Nathan Le Guay , Samedi, 31 août 2024

Un groupe d’étudiants francophones au Caire s’est engagé dans une course à travers le Delta, traversant campagnes et villages à pied, en autostop, à microbus ou même à dos d’âne, dans l’espoir de remporter de fabuleuses récompenses. Témoignage.

Récit d’une fabuleuse équipée dans le Delta

 Nous étions trois au départ, mais par un prompt renfort, nous étions quarante en arrivant au port. Etudiants de l’Institut Français d’Egypte (IFE), avec 500 L.E. en poche, un sac à dos et un arabe approximatif, nous avions décidé de nous lancer dans une course de 24 heures dans le Delta, le Masr Express.

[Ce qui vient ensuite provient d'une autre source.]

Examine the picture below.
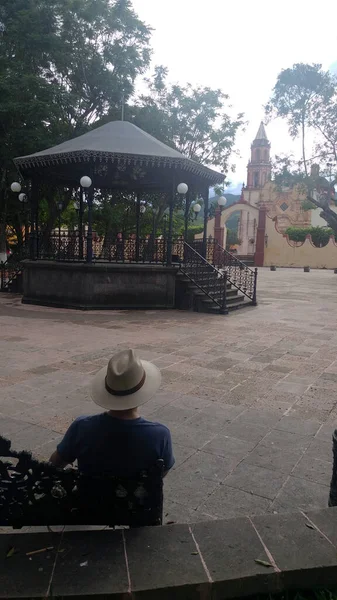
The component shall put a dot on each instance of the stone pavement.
(250, 398)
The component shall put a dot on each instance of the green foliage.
(191, 119)
(63, 65)
(320, 235)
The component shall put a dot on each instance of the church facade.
(283, 203)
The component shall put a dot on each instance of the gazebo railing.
(70, 247)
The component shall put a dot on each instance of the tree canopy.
(306, 96)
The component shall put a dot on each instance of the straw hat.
(127, 382)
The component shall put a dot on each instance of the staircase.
(203, 287)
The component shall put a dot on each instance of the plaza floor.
(250, 398)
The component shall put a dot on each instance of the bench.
(34, 493)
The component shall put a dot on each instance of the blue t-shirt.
(102, 443)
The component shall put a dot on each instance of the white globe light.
(16, 186)
(182, 188)
(85, 181)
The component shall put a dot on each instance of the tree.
(63, 65)
(194, 120)
(296, 95)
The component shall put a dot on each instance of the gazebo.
(66, 270)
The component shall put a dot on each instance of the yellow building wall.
(282, 252)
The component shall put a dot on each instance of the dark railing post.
(80, 226)
(224, 309)
(255, 287)
(89, 233)
(137, 226)
(204, 239)
(333, 484)
(170, 229)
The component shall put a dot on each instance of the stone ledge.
(211, 560)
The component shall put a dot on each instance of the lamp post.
(23, 198)
(196, 209)
(86, 183)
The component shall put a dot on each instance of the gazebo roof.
(119, 141)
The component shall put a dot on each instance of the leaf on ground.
(10, 552)
(264, 563)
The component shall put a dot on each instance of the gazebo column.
(137, 225)
(204, 238)
(170, 227)
(89, 234)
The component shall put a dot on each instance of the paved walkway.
(250, 398)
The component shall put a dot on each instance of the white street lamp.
(16, 187)
(182, 188)
(85, 181)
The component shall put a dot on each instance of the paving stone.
(273, 458)
(244, 431)
(190, 437)
(256, 480)
(230, 549)
(207, 465)
(297, 550)
(181, 453)
(302, 494)
(106, 572)
(172, 415)
(178, 569)
(227, 502)
(286, 440)
(261, 418)
(313, 469)
(293, 425)
(9, 426)
(184, 487)
(320, 449)
(326, 521)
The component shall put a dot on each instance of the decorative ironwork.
(238, 273)
(12, 268)
(204, 275)
(36, 493)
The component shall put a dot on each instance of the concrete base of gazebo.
(98, 285)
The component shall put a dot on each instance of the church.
(282, 202)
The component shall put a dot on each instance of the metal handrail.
(238, 273)
(193, 261)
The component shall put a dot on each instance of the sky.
(240, 46)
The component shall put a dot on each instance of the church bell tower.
(259, 166)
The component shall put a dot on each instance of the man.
(118, 441)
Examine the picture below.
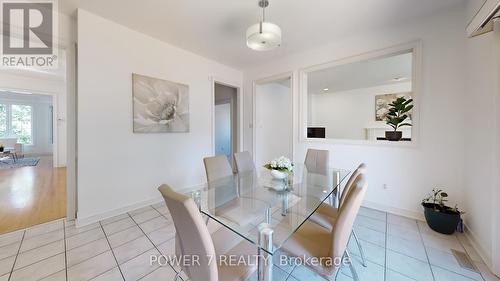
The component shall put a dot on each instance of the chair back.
(217, 167)
(342, 229)
(317, 161)
(192, 235)
(244, 162)
(361, 169)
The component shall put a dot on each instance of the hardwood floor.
(31, 195)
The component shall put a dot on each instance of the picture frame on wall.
(159, 106)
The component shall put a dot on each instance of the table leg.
(265, 260)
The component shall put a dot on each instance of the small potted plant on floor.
(398, 113)
(439, 217)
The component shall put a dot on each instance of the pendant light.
(263, 36)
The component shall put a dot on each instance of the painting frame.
(159, 105)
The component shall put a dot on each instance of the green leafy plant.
(437, 200)
(398, 113)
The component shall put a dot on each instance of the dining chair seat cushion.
(239, 271)
(312, 240)
(325, 216)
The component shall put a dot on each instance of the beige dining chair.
(330, 246)
(326, 214)
(244, 162)
(194, 239)
(317, 160)
(217, 167)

Le principe est simple : Partir du Caire pour parcourir le Delta, en microbus ou en autostop, en passant par un maximum de villages pour arriver à la fin à notre destination. Chaque village rapporte des points : il nous suffit d’envoyer au jury une photo de l’équipe, avec un habitant si possible (pour les points bonus), et une localisation GPS. Taxis et Uber sont interdits, il faut se débrouiller. L’épreuve commence à 18h le jeudi soir et se termine à 18h le lendemain : l’équipe qui a parcouru le plus de villages gagne. L’idée ce n’est pas tant d’arriver premier que de marquer des points.

Quant à la destination, elle est tenue secrète : nous savons seulement qu’il s’agit d’une villa au bord de la mer. Port-Saïd, Damiette, Alexandrie, Rosette … nous avons pour seule piste des indices laissés par l’honorable jury ; messages cryptiques postés au compte-gouttes sur un groupe WhatsApp tenu strictement secret pour échapper à la vindicte de l’IFE, qui aurait sûrement condamné une entreprise aussi imprudente.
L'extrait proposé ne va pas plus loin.